Re: Painfully slow logins...eDir problem?

a...@novell.com

unread,

Dec 2, 2009, 3:08:08 PM12/2/09

to

-----BEGIN PGP SIGNED MESSAGE-----
Hash: SHA1

I'd start by getting a LAN trace of the login taking forever to see where
the delays are. Does a login via something like ndslogin or dsrepair work
on the servers with replicas themselves? It sounds like it may just be a
client issue or a combination of services overwhelming the systems.

Good luck.

ryamry wrote:
> Hey everyone. We are having ridiculously slow logins here. They dont
> happen all the time and are somewhat intermittent. Sometime it takes
> upwards of 20 minutes to login. I have found a few workstations that
> the 897c and error 15(8819) errors during the login process and mapping
> drives. Also, on the slow logins the NAL window takes a very long time
> (5-15 minutes) to load and show the icons.
>
> I have this posted in the the 'zenworks forum as well, here'
> (http://forums.novell.com/novell-product-support-forums/zenworks/desktop-management/zw-desktop-management-7x/zdm7-install-setup/394462-logins-painfully-slow-post1897869.html#poststop).
> Im posting this here based on what Massimo has found in packet traces.
> From his findings he says:
>
>> In that case, if a thorough dsrepair doesn't find anything, something
>> must be quite seriously wrong with that server. It may be useful in
>> that
>> case if you'd post this in the matching eDirectory group for further
>> tips on how to possibly debug this. At any rate, the issue is clearly
>> visible, the client asks the server for that group, and the server
>> plain
>> and simple refuses to answer, until the client eventually times out,
>> resets the whole eDir connection to that server, and then retries
>> (with
>> a different server).
>>
>> and
>>
>> Oh, and another thing: After the client has eventually timed out
>> waiting
>> for the server 10.1.2.22 to respond to it's request, it rests the
>> whole
>> connection to that server, then reconnects to 10.1.2.23, and starts
>> from
>> scratch, this time succesfully. So the core problem is certainly
>> 10.1.2.22, or that servers connection to the other servers.
>>
>> and
>>
>> In addition to these immediately visible problems, your overall
>> eDirectory performance (in terms of response times even to working
>> eDir
>> requests) is truly atrocious, and not only from the server at
>> 10.1.2.22,
>> but basically all eDir servers.

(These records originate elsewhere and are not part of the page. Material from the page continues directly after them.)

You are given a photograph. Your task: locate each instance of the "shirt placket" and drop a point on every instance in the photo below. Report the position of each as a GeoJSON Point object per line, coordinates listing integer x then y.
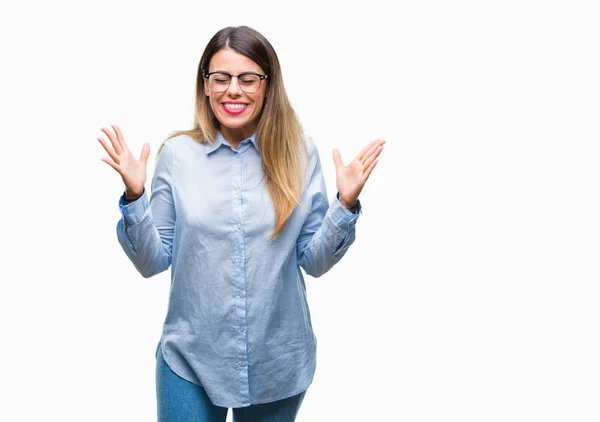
{"type": "Point", "coordinates": [240, 274]}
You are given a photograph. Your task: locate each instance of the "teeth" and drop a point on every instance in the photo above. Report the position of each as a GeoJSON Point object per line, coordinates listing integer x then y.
{"type": "Point", "coordinates": [235, 106]}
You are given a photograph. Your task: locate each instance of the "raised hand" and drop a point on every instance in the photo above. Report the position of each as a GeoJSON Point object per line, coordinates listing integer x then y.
{"type": "Point", "coordinates": [351, 179]}
{"type": "Point", "coordinates": [132, 171]}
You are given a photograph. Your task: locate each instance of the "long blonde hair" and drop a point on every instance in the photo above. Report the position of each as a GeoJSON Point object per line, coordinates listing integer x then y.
{"type": "Point", "coordinates": [279, 133]}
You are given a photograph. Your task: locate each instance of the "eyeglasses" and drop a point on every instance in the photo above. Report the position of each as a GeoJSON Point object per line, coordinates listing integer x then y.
{"type": "Point", "coordinates": [248, 81]}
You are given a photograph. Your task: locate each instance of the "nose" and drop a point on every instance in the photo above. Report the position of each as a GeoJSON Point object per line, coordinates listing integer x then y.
{"type": "Point", "coordinates": [234, 87]}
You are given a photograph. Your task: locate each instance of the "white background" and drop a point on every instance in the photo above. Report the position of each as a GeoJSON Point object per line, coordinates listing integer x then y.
{"type": "Point", "coordinates": [472, 291]}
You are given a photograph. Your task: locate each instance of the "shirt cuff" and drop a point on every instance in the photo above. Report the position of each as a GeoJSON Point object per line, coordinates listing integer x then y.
{"type": "Point", "coordinates": [134, 212]}
{"type": "Point", "coordinates": [342, 216]}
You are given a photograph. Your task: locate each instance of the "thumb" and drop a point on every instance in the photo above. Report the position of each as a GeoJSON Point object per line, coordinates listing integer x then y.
{"type": "Point", "coordinates": [337, 158]}
{"type": "Point", "coordinates": [145, 153]}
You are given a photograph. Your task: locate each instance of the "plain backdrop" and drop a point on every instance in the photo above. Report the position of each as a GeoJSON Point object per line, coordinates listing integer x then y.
{"type": "Point", "coordinates": [472, 290]}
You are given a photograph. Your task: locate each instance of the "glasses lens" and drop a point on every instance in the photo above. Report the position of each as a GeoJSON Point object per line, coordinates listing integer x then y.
{"type": "Point", "coordinates": [219, 82]}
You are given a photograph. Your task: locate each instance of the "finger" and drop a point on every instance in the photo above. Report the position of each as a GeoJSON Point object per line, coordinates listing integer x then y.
{"type": "Point", "coordinates": [372, 156]}
{"type": "Point", "coordinates": [145, 153]}
{"type": "Point", "coordinates": [120, 137]}
{"type": "Point", "coordinates": [369, 170]}
{"type": "Point", "coordinates": [113, 141]}
{"type": "Point", "coordinates": [109, 150]}
{"type": "Point", "coordinates": [110, 163]}
{"type": "Point", "coordinates": [364, 150]}
{"type": "Point", "coordinates": [337, 158]}
{"type": "Point", "coordinates": [370, 152]}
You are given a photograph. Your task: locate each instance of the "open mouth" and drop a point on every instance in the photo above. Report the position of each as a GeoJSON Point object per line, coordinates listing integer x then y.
{"type": "Point", "coordinates": [236, 108]}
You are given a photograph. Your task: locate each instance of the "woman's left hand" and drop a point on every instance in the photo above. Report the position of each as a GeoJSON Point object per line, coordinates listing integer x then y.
{"type": "Point", "coordinates": [351, 179]}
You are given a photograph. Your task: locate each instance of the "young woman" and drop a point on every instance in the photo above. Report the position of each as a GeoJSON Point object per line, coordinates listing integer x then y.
{"type": "Point", "coordinates": [238, 206]}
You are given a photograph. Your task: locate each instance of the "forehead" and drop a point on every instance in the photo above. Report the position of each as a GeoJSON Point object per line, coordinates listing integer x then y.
{"type": "Point", "coordinates": [228, 60]}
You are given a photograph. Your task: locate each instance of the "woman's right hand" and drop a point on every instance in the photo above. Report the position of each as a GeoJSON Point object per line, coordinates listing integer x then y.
{"type": "Point", "coordinates": [132, 171]}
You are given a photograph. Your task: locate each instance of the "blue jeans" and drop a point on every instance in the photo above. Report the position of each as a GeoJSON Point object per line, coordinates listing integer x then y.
{"type": "Point", "coordinates": [179, 400]}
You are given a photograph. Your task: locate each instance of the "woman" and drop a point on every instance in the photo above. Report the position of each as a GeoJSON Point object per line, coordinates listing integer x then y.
{"type": "Point", "coordinates": [238, 206]}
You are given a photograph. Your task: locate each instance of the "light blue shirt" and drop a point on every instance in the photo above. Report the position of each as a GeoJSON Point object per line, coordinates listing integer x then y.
{"type": "Point", "coordinates": [238, 322]}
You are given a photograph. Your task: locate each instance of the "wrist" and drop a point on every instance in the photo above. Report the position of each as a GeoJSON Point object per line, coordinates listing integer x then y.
{"type": "Point", "coordinates": [349, 205]}
{"type": "Point", "coordinates": [133, 195]}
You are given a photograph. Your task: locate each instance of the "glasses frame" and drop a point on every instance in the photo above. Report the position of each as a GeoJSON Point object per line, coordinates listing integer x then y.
{"type": "Point", "coordinates": [261, 78]}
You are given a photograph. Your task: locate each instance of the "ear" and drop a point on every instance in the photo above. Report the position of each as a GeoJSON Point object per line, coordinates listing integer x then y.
{"type": "Point", "coordinates": [206, 88]}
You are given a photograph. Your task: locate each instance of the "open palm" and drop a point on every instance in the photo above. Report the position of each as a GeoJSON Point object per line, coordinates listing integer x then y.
{"type": "Point", "coordinates": [132, 171]}
{"type": "Point", "coordinates": [351, 179]}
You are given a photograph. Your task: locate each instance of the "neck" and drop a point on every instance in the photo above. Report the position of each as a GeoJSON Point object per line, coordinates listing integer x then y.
{"type": "Point", "coordinates": [236, 135]}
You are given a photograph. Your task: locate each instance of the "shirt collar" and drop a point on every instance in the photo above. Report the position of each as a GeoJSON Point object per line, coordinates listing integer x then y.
{"type": "Point", "coordinates": [220, 140]}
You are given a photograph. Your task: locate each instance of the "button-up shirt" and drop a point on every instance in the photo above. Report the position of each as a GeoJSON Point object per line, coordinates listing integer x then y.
{"type": "Point", "coordinates": [238, 321]}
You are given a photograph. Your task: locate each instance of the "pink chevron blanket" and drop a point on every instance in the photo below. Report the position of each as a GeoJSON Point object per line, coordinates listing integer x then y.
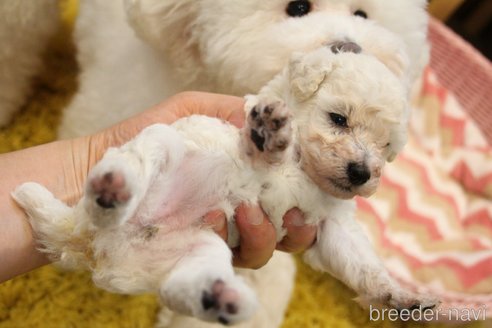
{"type": "Point", "coordinates": [431, 220]}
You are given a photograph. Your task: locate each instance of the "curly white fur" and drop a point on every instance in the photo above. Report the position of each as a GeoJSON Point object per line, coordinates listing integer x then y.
{"type": "Point", "coordinates": [134, 53]}
{"type": "Point", "coordinates": [138, 226]}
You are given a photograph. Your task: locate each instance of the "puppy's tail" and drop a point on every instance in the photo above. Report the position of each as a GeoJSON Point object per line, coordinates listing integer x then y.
{"type": "Point", "coordinates": [53, 225]}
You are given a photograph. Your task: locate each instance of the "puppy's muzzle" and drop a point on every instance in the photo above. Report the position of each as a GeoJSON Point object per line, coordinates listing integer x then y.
{"type": "Point", "coordinates": [357, 173]}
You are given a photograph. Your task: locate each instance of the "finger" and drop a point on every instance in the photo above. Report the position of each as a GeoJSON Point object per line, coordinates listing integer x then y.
{"type": "Point", "coordinates": [217, 220]}
{"type": "Point", "coordinates": [299, 235]}
{"type": "Point", "coordinates": [257, 238]}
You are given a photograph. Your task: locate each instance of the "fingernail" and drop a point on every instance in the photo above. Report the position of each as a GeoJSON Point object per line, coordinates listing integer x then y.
{"type": "Point", "coordinates": [254, 215]}
{"type": "Point", "coordinates": [294, 217]}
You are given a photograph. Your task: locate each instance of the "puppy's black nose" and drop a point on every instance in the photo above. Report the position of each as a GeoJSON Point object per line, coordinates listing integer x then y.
{"type": "Point", "coordinates": [358, 173]}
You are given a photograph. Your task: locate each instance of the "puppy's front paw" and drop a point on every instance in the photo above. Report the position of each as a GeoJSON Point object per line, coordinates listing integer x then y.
{"type": "Point", "coordinates": [109, 189]}
{"type": "Point", "coordinates": [269, 130]}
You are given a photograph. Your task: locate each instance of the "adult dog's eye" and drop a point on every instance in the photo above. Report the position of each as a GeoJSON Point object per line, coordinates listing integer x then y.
{"type": "Point", "coordinates": [298, 8]}
{"type": "Point", "coordinates": [360, 13]}
{"type": "Point", "coordinates": [339, 120]}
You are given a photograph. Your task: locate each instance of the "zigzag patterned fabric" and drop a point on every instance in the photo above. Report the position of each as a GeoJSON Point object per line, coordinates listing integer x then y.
{"type": "Point", "coordinates": [431, 219]}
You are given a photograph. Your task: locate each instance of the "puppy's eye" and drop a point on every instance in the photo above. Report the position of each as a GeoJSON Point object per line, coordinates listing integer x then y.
{"type": "Point", "coordinates": [298, 8]}
{"type": "Point", "coordinates": [339, 120]}
{"type": "Point", "coordinates": [360, 13]}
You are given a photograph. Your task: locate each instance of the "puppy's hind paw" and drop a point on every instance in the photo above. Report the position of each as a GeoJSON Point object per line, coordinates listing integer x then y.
{"type": "Point", "coordinates": [269, 131]}
{"type": "Point", "coordinates": [400, 301]}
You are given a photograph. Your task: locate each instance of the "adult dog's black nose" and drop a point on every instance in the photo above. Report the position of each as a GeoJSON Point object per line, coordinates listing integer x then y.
{"type": "Point", "coordinates": [358, 173]}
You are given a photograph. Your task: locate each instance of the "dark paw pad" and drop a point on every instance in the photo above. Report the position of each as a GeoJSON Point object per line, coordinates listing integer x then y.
{"type": "Point", "coordinates": [110, 189]}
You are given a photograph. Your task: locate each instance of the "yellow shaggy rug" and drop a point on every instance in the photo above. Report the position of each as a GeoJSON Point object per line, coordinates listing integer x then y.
{"type": "Point", "coordinates": [48, 297]}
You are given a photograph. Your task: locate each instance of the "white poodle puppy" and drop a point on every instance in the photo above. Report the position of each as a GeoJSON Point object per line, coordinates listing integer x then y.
{"type": "Point", "coordinates": [316, 136]}
{"type": "Point", "coordinates": [25, 28]}
{"type": "Point", "coordinates": [134, 53]}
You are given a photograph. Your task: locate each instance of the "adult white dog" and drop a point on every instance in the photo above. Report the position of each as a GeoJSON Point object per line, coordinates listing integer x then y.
{"type": "Point", "coordinates": [316, 136]}
{"type": "Point", "coordinates": [134, 53]}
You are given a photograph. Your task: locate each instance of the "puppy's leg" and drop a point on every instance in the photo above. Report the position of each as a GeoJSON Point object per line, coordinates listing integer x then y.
{"type": "Point", "coordinates": [267, 134]}
{"type": "Point", "coordinates": [119, 182]}
{"type": "Point", "coordinates": [343, 250]}
{"type": "Point", "coordinates": [203, 284]}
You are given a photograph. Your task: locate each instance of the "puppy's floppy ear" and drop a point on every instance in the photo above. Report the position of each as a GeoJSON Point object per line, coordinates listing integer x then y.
{"type": "Point", "coordinates": [306, 73]}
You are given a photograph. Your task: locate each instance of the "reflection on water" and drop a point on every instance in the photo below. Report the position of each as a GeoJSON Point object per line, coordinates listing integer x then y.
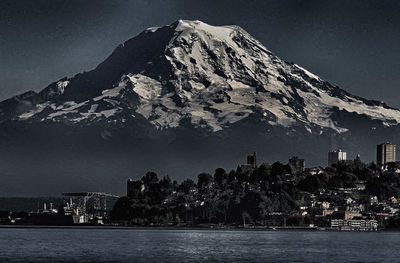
{"type": "Point", "coordinates": [171, 245]}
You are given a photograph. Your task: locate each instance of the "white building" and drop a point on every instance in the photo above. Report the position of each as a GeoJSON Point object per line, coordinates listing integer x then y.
{"type": "Point", "coordinates": [336, 156]}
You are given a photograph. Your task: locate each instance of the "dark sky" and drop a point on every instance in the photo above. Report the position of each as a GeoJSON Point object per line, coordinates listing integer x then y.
{"type": "Point", "coordinates": [353, 44]}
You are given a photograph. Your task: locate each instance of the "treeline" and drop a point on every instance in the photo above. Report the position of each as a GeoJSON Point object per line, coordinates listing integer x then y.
{"type": "Point", "coordinates": [265, 195]}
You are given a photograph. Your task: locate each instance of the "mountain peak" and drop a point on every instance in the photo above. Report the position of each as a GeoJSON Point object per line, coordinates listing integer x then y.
{"type": "Point", "coordinates": [209, 76]}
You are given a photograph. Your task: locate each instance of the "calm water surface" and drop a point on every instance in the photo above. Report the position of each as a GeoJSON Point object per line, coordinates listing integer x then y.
{"type": "Point", "coordinates": [169, 245]}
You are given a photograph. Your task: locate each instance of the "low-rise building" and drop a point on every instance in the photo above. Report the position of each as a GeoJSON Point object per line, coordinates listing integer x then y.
{"type": "Point", "coordinates": [362, 225]}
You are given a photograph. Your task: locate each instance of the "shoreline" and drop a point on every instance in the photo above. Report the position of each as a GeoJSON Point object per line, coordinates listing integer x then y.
{"type": "Point", "coordinates": [231, 228]}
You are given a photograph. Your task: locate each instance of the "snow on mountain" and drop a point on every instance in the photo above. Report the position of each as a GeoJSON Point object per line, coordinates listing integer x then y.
{"type": "Point", "coordinates": [213, 76]}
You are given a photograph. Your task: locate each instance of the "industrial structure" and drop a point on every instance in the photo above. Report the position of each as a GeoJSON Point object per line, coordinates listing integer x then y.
{"type": "Point", "coordinates": [336, 156]}
{"type": "Point", "coordinates": [86, 206]}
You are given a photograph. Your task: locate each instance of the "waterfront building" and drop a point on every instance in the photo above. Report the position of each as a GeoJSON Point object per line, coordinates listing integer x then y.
{"type": "Point", "coordinates": [252, 160]}
{"type": "Point", "coordinates": [134, 187]}
{"type": "Point", "coordinates": [336, 156]}
{"type": "Point", "coordinates": [385, 153]}
{"type": "Point", "coordinates": [362, 225]}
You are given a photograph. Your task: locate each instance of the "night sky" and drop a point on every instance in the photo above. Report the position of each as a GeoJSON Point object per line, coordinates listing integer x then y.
{"type": "Point", "coordinates": [353, 44]}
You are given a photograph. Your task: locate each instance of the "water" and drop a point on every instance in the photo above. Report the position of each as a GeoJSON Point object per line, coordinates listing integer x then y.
{"type": "Point", "coordinates": [171, 245]}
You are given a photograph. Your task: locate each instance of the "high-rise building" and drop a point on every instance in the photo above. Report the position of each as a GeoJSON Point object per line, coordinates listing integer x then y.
{"type": "Point", "coordinates": [336, 156]}
{"type": "Point", "coordinates": [297, 163]}
{"type": "Point", "coordinates": [385, 153]}
{"type": "Point", "coordinates": [252, 160]}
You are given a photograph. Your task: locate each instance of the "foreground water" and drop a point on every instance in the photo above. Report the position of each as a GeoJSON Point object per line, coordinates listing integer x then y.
{"type": "Point", "coordinates": [171, 245]}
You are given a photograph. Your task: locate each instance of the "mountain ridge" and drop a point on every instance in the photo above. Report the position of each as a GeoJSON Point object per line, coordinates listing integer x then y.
{"type": "Point", "coordinates": [178, 99]}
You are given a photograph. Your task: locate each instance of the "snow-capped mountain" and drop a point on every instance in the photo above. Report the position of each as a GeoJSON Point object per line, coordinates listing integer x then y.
{"type": "Point", "coordinates": [212, 76]}
{"type": "Point", "coordinates": [214, 83]}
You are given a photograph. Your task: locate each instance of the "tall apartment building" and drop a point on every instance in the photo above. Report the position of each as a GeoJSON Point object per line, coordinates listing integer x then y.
{"type": "Point", "coordinates": [336, 156]}
{"type": "Point", "coordinates": [252, 160]}
{"type": "Point", "coordinates": [385, 153]}
{"type": "Point", "coordinates": [297, 163]}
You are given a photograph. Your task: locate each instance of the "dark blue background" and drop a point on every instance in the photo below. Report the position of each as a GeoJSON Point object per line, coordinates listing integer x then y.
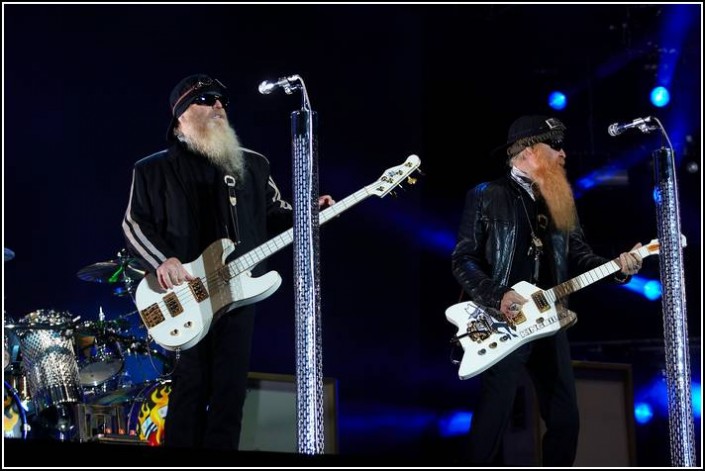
{"type": "Point", "coordinates": [86, 94]}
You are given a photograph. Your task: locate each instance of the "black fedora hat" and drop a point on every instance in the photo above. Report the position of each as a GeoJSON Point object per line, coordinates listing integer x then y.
{"type": "Point", "coordinates": [185, 93]}
{"type": "Point", "coordinates": [531, 129]}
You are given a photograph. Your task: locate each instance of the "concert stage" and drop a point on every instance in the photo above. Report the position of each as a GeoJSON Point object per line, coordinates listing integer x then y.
{"type": "Point", "coordinates": [56, 454]}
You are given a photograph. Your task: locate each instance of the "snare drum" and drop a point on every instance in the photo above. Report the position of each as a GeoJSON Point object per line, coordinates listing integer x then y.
{"type": "Point", "coordinates": [99, 355]}
{"type": "Point", "coordinates": [14, 421]}
{"type": "Point", "coordinates": [48, 359]}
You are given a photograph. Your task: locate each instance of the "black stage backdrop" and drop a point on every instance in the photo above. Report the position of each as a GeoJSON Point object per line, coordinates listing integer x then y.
{"type": "Point", "coordinates": [85, 95]}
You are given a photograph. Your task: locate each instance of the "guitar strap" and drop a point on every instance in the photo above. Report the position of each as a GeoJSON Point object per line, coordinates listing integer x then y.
{"type": "Point", "coordinates": [232, 197]}
{"type": "Point", "coordinates": [536, 247]}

Response times of often well over one
>> second for simple requests for e.eg a single attribute of a given
>> object
>> are way unnormal, and especially with Zenworks (which does hundreds of
>> such requests), also add up to the overall poor performance, where
>> even
>> "working" logins take several minutes until they're complete.
>>
>
> I have packet traces that are availale in the previous thread as well.
> Ive ran through a full eDir health check per TID 3564075 and there were
> no errors.
>
> I was hoping someone here could help me out finding the problem. Like
> I said logins are super slow and everybody is complaining about it...and
> rightfully so!
>
> I have 9 servers with 5 remote locations connected via 54Mbps wireless
> links. All buildings are having the slowness problems which started 2-3
> weeks ago. The three main servers here are SLES10 SP3 with OES2 SP2 that
> run on VSphere 4. The ZENWorks server is v7 SP1 IR4a HP2. All the
> other (remote) servers are SLES10 SP2 OES2 SP1. Everything is patched up
> to date.
>
> Id appreciate your help!
>
> -Rob
>
>
-----BEGIN PGP SIGNATURE-----
Version: GnuPG v2.0.9 (GNU/Linux)
Comment: Using GnuPG with Mozilla - http://enigmail.mozdev.org/

iQIcBAEBAgAGBQJLFsknAAoJEF+XTK08PnB5NRYQALpJqxg0UXClfKjK8b6C8/Uf
QSb4bsrOd/uoBaKEuYo5DOJhdWjPvljeOFQ8CQkTI7jsanH2FZ+onng5cOCbD/98
T77QwGaiNaOfVuGjGlV9/Wvbw8MvEkUGHgcwTMQi7bmZro7DA4HumOsY+RAE1lfR
/VNTUZVXCArA76fGc9+rtBqiYPQw6bhZtgkLPD9sn9bo3hldDaHfQkBnNXF0S1x7
eYOeThcbTl5X629OBmg7dwmjxp2ViJlGVOU0Wp17d6P5MBy+U5S1FFN5R/s8wxr7
gZBeU/jnoGANmI/s2fMqmilVT6zQstzSYqY0PEcLE78DcDnvOq0uhKUeDQMUZodY
MwJYKH51FS7195ahRELVxJHeXz0FdsTRY/NVmW1qKu9iLmCyroTJhIumNqTRCrto
q/Q9JcFB+MO1l83tRmWubeI+mOg8Q5kve16Gz8MgQbk3yOEVbg33fNvkyynuYaRj
ygbDF8CfZsNfVX3huGDBLdn3N3uDJUEsjZs7CfzNzPUHFNJpn+P+4xtlsirYC63O
0S2GvQ4CfnjUlWcMrtFOHbrjxlcAlEUhJ4Tw+uFeHXfQfjNWRVcZBa4CZsj4mUQ/
gSKXKIjdCtVeZ9H2aUHwyZgnpeTvBFyRCkkJC/XjPrF1oyCOko6xC8mKcur6qUbE
WEHmmmtGrL+3+Y0sfbMm
=wWu6
-----END PGP SIGNATURE-----

Massimo Rosen

unread,

Dec 3, 2009, 5:23:58 AM12/3/09

to

Aaron,

"a...@novell.com" wrote:
>
> -----BEGIN PGP SIGNED MESSAGE-----
> Hash: SHA1
>
> I'd start by getting a LAN trace of the login taking forever to see where
> the delays are.

Umm, seriously, care to read the whole posting you're responding to?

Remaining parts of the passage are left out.